The thirty-nine poems in this book, including the major ten-part sequence ‘Job's Second Happiness’, have been selected from Kamieńska's own selection of her work, Two Darknesses, and translated by two poets, one Polish. Tomasz P. Krzeszowski, and one English, Desmond Graham.
Krzeszowski is Professor of Linguistics at the English Institute, Gdańsk University, Graham Professor of Poetry at the University of Newcastle upon Tyne. He is well-known as the editor and biographer of Keith Douglas and his collection After Shakespeare made the return trip, having been translated into Polish in 2002.

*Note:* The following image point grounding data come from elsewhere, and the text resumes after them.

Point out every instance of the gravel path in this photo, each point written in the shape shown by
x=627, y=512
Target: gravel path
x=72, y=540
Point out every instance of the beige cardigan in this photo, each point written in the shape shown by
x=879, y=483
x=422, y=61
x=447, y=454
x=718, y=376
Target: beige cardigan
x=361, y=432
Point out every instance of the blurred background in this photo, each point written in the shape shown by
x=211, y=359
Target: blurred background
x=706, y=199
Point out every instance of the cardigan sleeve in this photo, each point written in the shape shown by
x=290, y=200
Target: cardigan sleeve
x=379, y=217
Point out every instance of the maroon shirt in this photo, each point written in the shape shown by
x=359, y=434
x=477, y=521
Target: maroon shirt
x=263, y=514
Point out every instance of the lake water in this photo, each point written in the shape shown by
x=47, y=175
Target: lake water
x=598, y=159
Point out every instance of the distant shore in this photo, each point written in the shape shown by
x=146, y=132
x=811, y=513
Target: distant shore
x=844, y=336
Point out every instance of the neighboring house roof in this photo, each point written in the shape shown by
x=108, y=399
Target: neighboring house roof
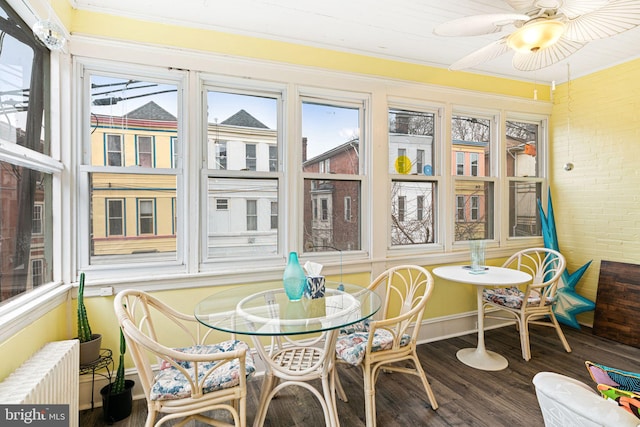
x=353, y=144
x=244, y=119
x=150, y=111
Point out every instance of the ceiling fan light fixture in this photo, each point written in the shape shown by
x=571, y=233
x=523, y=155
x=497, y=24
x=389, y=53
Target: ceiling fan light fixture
x=536, y=35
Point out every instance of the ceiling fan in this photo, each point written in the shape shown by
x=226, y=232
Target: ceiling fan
x=543, y=32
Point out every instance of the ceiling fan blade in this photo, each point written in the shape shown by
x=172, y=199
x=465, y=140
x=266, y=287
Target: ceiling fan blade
x=487, y=53
x=478, y=24
x=614, y=18
x=574, y=8
x=547, y=56
x=529, y=5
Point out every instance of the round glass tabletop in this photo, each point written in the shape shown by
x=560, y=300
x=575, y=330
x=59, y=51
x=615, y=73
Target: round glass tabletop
x=264, y=309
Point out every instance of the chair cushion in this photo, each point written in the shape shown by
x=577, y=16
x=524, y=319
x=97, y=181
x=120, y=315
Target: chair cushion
x=511, y=297
x=623, y=380
x=170, y=383
x=351, y=347
x=362, y=326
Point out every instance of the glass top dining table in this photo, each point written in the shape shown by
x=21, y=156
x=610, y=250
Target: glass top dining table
x=264, y=309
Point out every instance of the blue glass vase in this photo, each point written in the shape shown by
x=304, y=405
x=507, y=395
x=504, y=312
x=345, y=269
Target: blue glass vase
x=294, y=278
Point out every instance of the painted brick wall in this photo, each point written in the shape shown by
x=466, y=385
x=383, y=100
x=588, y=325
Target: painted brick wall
x=595, y=125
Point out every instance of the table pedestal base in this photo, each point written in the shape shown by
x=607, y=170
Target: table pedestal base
x=485, y=360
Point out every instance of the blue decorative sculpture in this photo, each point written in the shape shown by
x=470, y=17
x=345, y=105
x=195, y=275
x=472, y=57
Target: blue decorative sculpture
x=569, y=303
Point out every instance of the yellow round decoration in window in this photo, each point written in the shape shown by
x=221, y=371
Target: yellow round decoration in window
x=403, y=165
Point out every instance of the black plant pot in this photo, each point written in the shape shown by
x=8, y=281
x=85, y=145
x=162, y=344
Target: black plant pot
x=116, y=407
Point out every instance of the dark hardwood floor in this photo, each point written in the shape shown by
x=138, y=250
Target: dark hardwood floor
x=466, y=396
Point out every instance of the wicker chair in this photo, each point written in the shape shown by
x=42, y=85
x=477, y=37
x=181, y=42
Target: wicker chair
x=546, y=266
x=191, y=379
x=379, y=344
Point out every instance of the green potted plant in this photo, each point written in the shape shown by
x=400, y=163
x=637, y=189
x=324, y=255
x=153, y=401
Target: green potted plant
x=89, y=342
x=117, y=398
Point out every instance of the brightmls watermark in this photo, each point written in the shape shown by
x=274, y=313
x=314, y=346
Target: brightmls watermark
x=34, y=415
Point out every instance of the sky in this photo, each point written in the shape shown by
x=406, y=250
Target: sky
x=324, y=126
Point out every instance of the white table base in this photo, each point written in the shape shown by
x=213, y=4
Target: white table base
x=479, y=357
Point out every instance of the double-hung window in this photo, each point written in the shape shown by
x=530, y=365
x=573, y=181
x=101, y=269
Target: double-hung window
x=131, y=170
x=27, y=168
x=333, y=172
x=473, y=139
x=411, y=168
x=242, y=129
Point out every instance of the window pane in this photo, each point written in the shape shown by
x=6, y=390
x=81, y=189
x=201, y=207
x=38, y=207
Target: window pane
x=471, y=135
x=240, y=132
x=411, y=142
x=330, y=139
x=274, y=215
x=123, y=217
x=22, y=95
x=524, y=217
x=245, y=227
x=252, y=215
x=325, y=226
x=412, y=219
x=21, y=190
x=145, y=151
x=522, y=149
x=474, y=210
x=145, y=212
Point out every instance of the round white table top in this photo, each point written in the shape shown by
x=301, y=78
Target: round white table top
x=492, y=276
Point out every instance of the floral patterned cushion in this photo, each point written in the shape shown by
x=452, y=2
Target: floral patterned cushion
x=362, y=326
x=170, y=383
x=512, y=297
x=351, y=347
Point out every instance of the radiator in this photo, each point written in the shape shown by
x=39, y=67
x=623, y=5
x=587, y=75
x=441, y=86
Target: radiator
x=51, y=376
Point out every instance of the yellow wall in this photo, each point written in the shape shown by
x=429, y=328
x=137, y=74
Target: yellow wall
x=102, y=25
x=596, y=126
x=18, y=348
x=595, y=204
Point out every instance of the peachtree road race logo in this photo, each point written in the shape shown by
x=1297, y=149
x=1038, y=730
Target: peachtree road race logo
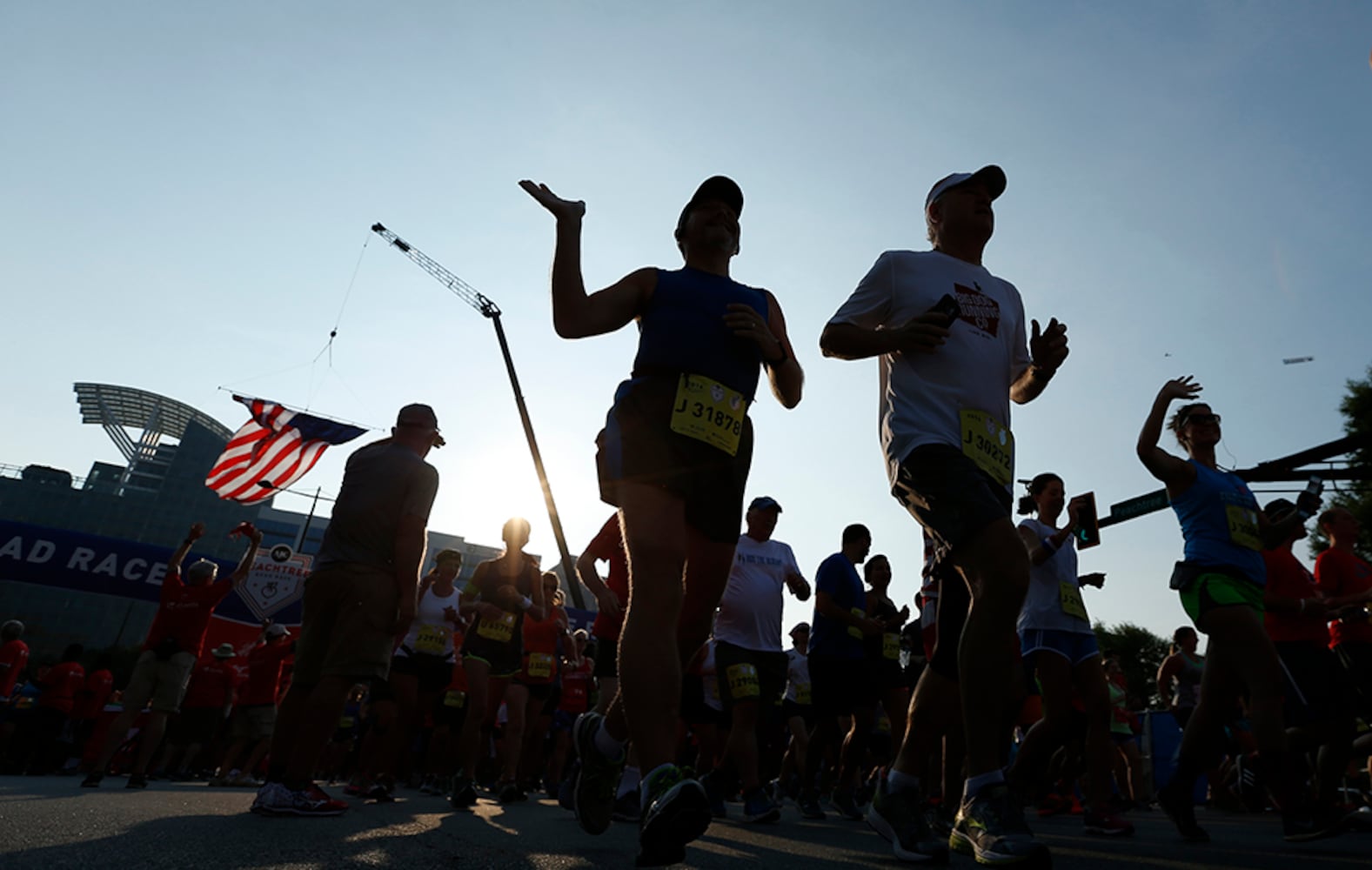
x=276, y=580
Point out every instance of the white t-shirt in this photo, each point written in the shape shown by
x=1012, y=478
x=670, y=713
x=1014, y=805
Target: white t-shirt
x=798, y=677
x=749, y=612
x=987, y=350
x=1043, y=606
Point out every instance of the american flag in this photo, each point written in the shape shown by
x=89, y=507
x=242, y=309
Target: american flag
x=272, y=451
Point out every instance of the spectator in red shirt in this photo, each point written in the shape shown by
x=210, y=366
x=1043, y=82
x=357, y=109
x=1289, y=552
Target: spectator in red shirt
x=59, y=686
x=1317, y=713
x=256, y=713
x=169, y=652
x=611, y=599
x=209, y=700
x=90, y=703
x=1346, y=584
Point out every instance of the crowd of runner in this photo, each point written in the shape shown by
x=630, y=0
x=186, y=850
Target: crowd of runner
x=937, y=720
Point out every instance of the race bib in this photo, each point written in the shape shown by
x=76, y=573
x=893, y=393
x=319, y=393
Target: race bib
x=1070, y=600
x=711, y=412
x=432, y=639
x=1243, y=525
x=988, y=444
x=853, y=630
x=539, y=666
x=742, y=681
x=499, y=630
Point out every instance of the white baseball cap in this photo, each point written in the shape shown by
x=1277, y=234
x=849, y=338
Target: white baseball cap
x=994, y=176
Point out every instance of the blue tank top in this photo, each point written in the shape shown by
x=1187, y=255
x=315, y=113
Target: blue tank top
x=682, y=330
x=1220, y=523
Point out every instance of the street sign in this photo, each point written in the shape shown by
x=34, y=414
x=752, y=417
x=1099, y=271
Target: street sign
x=1139, y=505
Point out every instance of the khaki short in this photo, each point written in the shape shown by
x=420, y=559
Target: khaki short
x=346, y=625
x=161, y=682
x=254, y=722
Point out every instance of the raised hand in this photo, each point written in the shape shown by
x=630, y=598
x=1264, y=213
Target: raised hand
x=561, y=209
x=1181, y=389
x=748, y=325
x=925, y=334
x=1048, y=349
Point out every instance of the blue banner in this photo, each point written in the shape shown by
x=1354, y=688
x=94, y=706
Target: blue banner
x=107, y=566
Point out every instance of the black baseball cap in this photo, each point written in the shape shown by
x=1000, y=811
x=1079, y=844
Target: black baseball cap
x=994, y=176
x=716, y=187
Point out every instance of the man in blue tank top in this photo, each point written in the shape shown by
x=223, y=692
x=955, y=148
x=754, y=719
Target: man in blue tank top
x=674, y=458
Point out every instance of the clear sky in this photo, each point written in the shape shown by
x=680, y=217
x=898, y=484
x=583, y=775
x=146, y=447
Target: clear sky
x=187, y=191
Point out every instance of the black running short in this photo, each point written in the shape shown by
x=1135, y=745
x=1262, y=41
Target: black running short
x=639, y=446
x=954, y=501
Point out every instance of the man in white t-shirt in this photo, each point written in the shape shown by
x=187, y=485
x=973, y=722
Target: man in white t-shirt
x=748, y=653
x=953, y=356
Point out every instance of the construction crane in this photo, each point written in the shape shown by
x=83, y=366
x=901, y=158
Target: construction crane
x=490, y=311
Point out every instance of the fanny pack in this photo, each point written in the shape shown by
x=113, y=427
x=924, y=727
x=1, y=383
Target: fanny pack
x=1186, y=571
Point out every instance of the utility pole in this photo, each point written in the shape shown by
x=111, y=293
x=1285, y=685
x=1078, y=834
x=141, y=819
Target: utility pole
x=492, y=311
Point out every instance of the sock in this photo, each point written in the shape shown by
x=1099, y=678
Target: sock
x=642, y=785
x=976, y=784
x=629, y=782
x=606, y=746
x=898, y=781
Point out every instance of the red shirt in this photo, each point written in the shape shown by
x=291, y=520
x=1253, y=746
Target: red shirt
x=185, y=611
x=608, y=545
x=541, y=648
x=211, y=684
x=264, y=673
x=61, y=686
x=94, y=694
x=14, y=658
x=1288, y=579
x=1339, y=574
x=577, y=686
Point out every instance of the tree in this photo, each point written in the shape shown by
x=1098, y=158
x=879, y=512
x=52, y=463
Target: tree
x=1357, y=496
x=1141, y=656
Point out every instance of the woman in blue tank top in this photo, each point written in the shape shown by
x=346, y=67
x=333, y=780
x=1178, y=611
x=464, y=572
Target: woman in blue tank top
x=1220, y=582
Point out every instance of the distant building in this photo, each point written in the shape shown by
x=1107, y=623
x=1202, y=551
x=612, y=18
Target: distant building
x=152, y=499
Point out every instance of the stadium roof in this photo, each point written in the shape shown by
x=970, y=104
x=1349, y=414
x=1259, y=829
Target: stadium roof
x=113, y=405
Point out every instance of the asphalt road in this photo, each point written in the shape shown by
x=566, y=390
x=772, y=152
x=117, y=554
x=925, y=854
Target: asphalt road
x=51, y=822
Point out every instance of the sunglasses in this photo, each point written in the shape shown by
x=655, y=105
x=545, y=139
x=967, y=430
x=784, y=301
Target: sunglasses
x=1201, y=418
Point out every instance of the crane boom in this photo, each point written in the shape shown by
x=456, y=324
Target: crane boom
x=490, y=311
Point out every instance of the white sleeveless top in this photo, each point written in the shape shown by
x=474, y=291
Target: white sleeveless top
x=430, y=632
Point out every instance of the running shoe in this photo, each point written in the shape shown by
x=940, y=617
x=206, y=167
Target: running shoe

Two Darknesses costs £5.95 and was published in 1994.
ISBN: 978-1-873226-08-7
Anna Kamieńska (1920-1986) was a prominent member of that particularly distinguished generation of Polish writers who experienced the Second World War as young men and women, many of whom died at the hands of the Nazis. During the war she taught in Underground schools in the Lubin region, having studied Education in Warsaw. She continued her studies after the War and subsequently became deeply involved in the literary life of the Polish capital, working on the important monthly magazine Creativity.
Her first collection of published poems appeared in 1945, and in addition to many collections of poetry during the next fourty years she published novels, short stories, critical books on Polish poetry, and translations from several languages. Among her volumes of poetry are On Happiness (1952), Job's Second Happiness (1974), and Two Darknesses: Selected Poems (1984), the last book she issued before her death. Her Notebooks appeared posthumously in 1987. In Poland Kamieńska's reputation as an important figure in twentieth-century literature is now secure.
Her work was deeply influenced by the War, the Holocaust, and the suffering of Poland, as well as by more personal grief, especially as a result of the early death in 1967 of her husband, Jan Spiewak, also a poet. Kamieńska is undoubtedly a religious poet yet she is also a technically and sylistically adventurous 'modern' poet. Although Biblical allusions and aspects of Catholic mysticism pervade her work, there is nothing predictably pietistic about it. She has been called a Catholic Existentialist, and her admiration for that great French 'patron saint of outsiders', the unauthodox Judeo-Christian Simone Weil who died during the War, is significant.